Earliest human remains found in Israel

Photo: British Museum (Natural History). SIDE-VIEW OF A PREHISTORIC HUMAN SKULL DISCOVERED IN 1921 IN BROKEN HILL CAVE, NORTHERN RHODESIA Very striking are the prominent eyebrow ridges and the broad massive face. The skull looks less domed than that of modern man, but its cranial capacity is far above the lowest human limit. The teeth are interesting in showing marked rotting or "caries," hitherto unknown in prehistoric skulls. In all probability the Rhodesian man was an African representative of the extinct Neanderthal species hitherto known only from Europe.

Like the discovery of the famous Rhodesian Man remains shown here, the teeth of Qesem Cave will go down in archaeological history. (Photo Credit: Public Domain/J. Arthur Thomson/Wikipedia)
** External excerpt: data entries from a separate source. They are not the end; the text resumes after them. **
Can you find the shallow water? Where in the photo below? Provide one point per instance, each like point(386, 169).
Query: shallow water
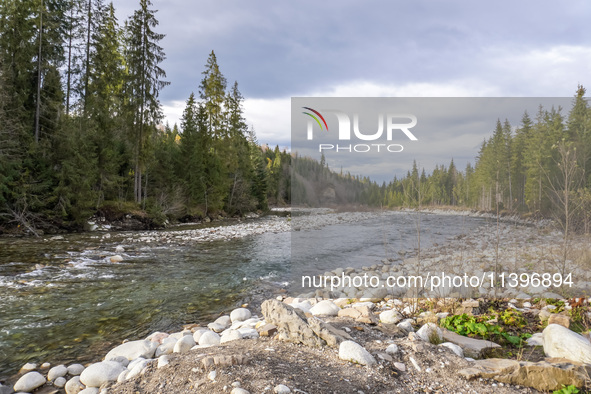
point(61, 300)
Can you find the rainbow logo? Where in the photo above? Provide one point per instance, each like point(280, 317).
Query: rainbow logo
point(315, 118)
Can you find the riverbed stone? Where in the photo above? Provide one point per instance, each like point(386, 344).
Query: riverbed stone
point(75, 369)
point(559, 341)
point(472, 347)
point(209, 338)
point(361, 314)
point(355, 353)
point(165, 348)
point(430, 333)
point(133, 349)
point(563, 320)
point(325, 308)
point(59, 382)
point(281, 389)
point(163, 361)
point(240, 314)
point(548, 375)
point(57, 372)
point(216, 327)
point(267, 330)
point(29, 382)
point(248, 333)
point(184, 344)
point(100, 373)
point(406, 325)
point(454, 348)
point(224, 320)
point(28, 367)
point(137, 369)
point(390, 316)
point(90, 390)
point(116, 258)
point(74, 386)
point(293, 325)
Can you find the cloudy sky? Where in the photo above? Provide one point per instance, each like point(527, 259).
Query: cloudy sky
point(279, 49)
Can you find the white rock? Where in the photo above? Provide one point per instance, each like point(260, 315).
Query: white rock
point(197, 334)
point(100, 373)
point(304, 306)
point(430, 331)
point(240, 314)
point(224, 321)
point(135, 362)
point(59, 382)
point(74, 386)
point(390, 317)
point(90, 390)
point(29, 382)
point(281, 389)
point(28, 367)
point(216, 327)
point(406, 325)
point(455, 348)
point(209, 338)
point(536, 340)
point(163, 361)
point(230, 335)
point(248, 333)
point(325, 308)
point(75, 369)
point(355, 353)
point(559, 341)
point(133, 349)
point(116, 259)
point(184, 344)
point(165, 348)
point(57, 372)
point(392, 349)
point(137, 369)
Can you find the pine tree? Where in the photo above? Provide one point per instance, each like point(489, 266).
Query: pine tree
point(143, 56)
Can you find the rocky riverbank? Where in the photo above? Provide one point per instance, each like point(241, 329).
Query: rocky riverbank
point(337, 346)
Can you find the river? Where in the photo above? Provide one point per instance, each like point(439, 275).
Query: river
point(62, 300)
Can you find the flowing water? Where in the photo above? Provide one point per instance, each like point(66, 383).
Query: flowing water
point(62, 300)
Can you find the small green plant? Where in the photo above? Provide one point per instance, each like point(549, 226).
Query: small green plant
point(571, 389)
point(473, 326)
point(513, 318)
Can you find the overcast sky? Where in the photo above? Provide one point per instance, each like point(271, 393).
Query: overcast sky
point(279, 49)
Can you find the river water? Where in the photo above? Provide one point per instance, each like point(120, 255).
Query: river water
point(62, 300)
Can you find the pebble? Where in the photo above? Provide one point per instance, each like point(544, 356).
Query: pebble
point(75, 369)
point(59, 382)
point(392, 349)
point(209, 338)
point(74, 385)
point(184, 344)
point(281, 389)
point(240, 314)
point(355, 353)
point(57, 372)
point(29, 382)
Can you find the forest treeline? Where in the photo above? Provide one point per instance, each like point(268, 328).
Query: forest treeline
point(81, 136)
point(541, 167)
point(81, 132)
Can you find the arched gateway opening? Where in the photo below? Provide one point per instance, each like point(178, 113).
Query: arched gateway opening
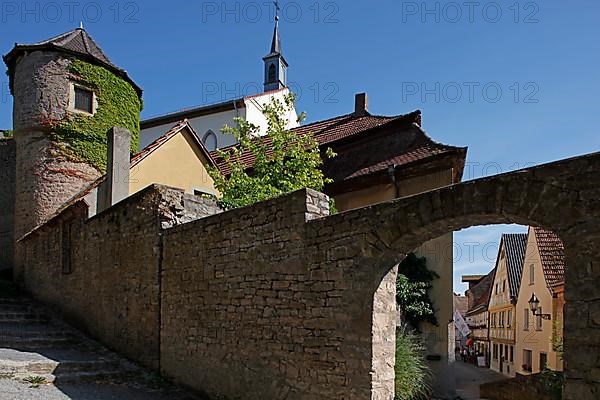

According to what was the most accepted scientific theory, Homo sapiens first originated on what we now know as Africa. MSNBC reports today that archaeologist Avi Gopher and a team of Israeli scientists from the University of Tel-Aviv may have found the earliest human remains on record. Teeth discovered in Qesem Cave near Tel-Aviv in central Israel are estimated to be 400,000 years old, which is twice as old as the oldest Homo sapiens remains previously discovered in Ethiopia.

Earliest human remains must still be verified

While Avi Gopher and his team are excited about the discovery of teeth in Qesem Cave, additional research and verification is needed (including CT scans, X-rays and more) to confirm that the discovery is indeed the earliest human remains to be found. Gopher told the American Journal of Physical Anthropology that if the claim surrounding the Qesem Cave teeth is proven, “the whole picture of evolution” will change. Specifically, it will challenge the African genesis theory that humans migrated out of Africa via land bridges about 80,000 years ago.

Modern man, or just relatives of Homo sapiens?

Naturally, historians are skeptical of the Qesem Cave find. Prehistory expert Sir Paul Mellars of Cambridge University recognizes that the dental discovery is significant, but the teeth may not actually come from Homo sapiens. Mellars speculates that it is more likely that the Qesem Cave discovery can be traced back to ancient Homo sapiens relatives like Neanderthals or something older. Those groups are theorized to have left Africa hundreds of thousands of years ago.

Other tools discovered

In addition to the teeth, Gopher and crew found flint blades and animal bones in Qesem Cave. This is consistent with the theory that Qesem Cave was historically used by large-game hunters as a kind of primitive slaughterhouse and meat preparation area. Radioisotope dating indicates that the cave was occupied at least as early as 382,000 years BP (Before Present), where 1950 (when radiocarbon dating began) is marked as “present.” Qesem Cave was used for a similar purpose by hunters until at least 200,000 BP.